Nonetheless, PIH made more than 700 international shipments—including all goods—between March 2020 and March 2021, up from about 400 annual shipments in non-pandemic years.
Oxygen Systems, Not Just Tanks
Country-specific challenges arose, as well. Shroyer said major manufacturers of oxygen concentrators don’t offer products for Peru, for example, because of the country’s electrical specifications. PIH supply teams have had to find other partnerships to support Socios En Salud, as PIH is known in Peru.
“We were working on advocacy campaigns to try and pressure suppliers to see if they could make some for us,” Shroyer said. “We’ve really tried to push from every angle possible to get these concentrators to Peru.”
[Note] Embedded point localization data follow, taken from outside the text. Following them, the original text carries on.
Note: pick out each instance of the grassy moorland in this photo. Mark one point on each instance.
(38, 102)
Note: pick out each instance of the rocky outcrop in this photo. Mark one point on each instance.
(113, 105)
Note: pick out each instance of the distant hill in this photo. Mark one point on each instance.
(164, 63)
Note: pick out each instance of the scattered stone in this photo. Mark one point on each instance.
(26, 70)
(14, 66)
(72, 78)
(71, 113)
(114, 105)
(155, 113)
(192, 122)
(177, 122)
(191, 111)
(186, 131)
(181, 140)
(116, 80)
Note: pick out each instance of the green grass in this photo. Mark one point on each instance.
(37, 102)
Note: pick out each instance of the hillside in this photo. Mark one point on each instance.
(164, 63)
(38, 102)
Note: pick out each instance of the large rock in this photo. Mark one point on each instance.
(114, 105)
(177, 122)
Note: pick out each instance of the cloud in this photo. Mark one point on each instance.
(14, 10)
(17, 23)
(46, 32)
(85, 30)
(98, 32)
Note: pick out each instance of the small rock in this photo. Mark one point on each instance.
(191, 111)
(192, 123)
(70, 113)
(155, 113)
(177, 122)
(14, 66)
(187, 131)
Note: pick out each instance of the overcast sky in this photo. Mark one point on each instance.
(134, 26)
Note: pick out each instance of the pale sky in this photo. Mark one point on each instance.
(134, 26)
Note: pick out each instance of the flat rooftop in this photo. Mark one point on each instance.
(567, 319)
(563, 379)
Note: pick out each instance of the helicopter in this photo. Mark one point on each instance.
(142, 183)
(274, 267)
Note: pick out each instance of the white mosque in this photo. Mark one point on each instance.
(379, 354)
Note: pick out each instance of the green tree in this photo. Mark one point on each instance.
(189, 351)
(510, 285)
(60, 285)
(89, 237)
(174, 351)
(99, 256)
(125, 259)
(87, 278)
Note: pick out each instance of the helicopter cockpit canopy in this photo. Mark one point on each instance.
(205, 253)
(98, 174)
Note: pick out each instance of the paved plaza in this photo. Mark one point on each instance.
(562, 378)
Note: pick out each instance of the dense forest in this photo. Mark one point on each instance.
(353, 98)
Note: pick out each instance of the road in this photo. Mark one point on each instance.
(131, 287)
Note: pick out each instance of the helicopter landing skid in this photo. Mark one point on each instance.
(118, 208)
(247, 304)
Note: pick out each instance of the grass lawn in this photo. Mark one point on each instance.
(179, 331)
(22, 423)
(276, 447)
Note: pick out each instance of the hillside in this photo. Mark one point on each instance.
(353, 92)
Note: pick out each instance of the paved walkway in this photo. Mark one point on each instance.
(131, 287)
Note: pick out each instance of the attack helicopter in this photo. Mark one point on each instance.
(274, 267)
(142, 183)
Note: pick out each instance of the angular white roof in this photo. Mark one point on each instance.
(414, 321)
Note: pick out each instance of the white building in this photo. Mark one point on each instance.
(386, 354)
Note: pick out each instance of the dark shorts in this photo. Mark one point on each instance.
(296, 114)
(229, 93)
Meanwhile, oxygen demand in the country has been skyrocketing. Dr. Leonid Lecca, executive director of Socios En Salud, said in April that Peru’s consumption had reached 200 tons of oxygen—300% of levels before COVID-19—amid the nation’s second wave of the pandemic.
Socios En Salud has made expanding the availability of medical oxygen a priority during its pandemic response. Lecca said that while “there is still a long road ahead of us to reduce the oxygen gap,” his team also is working on a new program to deliver oxygen directly to homes, to support COVID-19 patients receiving care in isolation.
Other signs of progress are emerging, as well—a PIH-ordered oxygen plant similar to Lesotho’s recently arrived in Malawi, where it’s been installed at a PIH-supported facility in rural Neno District.
And every new oxygen concentrator or plant is a long-term investment in the health system it serves, long beyond COVID-19. PIH buys recommended spare parts for every concentrator, while supporting maintenance and trained technicians around the world to keep the equipment running.
Because medical oxygen, of course, is about far more than COVID-19. Treatment of pneumonia, traumatic injuries and heart problems, for example, all require oxygen, as do safe childbirths and simple surgical procedures.
And because oxygen equipment and supplies must be tailored to their specific health facility, environment, and even climate—humidity in tropical regions, for example, can require additional ventilation and air dryers to maintain oxygen infrastructure—supplying oxygen is about far more than tanks and nozzles; it’s about building strong systems for its use.
Mukherjee noted that oxygen development in rural Liberia was rooted in the Ebola response more than five years ago, and since then, has served the country through outbreaks of measles and Lassa fever, as well. She noted that the key trifecta of saving lives—airway, breathing, and circulation (ABC)—makes oxygen a universal need.
“As we think about strengthening health systems, that ABC is always in our mind,” she said.
It’s in patients’ minds, too. Dr. Shada Rouhani, PIH senior adviser for clinical operations, said patients, of course, are not thinking about global supply chain disruptions or equipment maintenance when they arrive at a health facility. Having oxygen ready in that moment can be the difference between life and death.
“All they can think about it is, ‘I can’t breathe,’” Rouhani said. “For critical illness, time matters, and minutes matter.”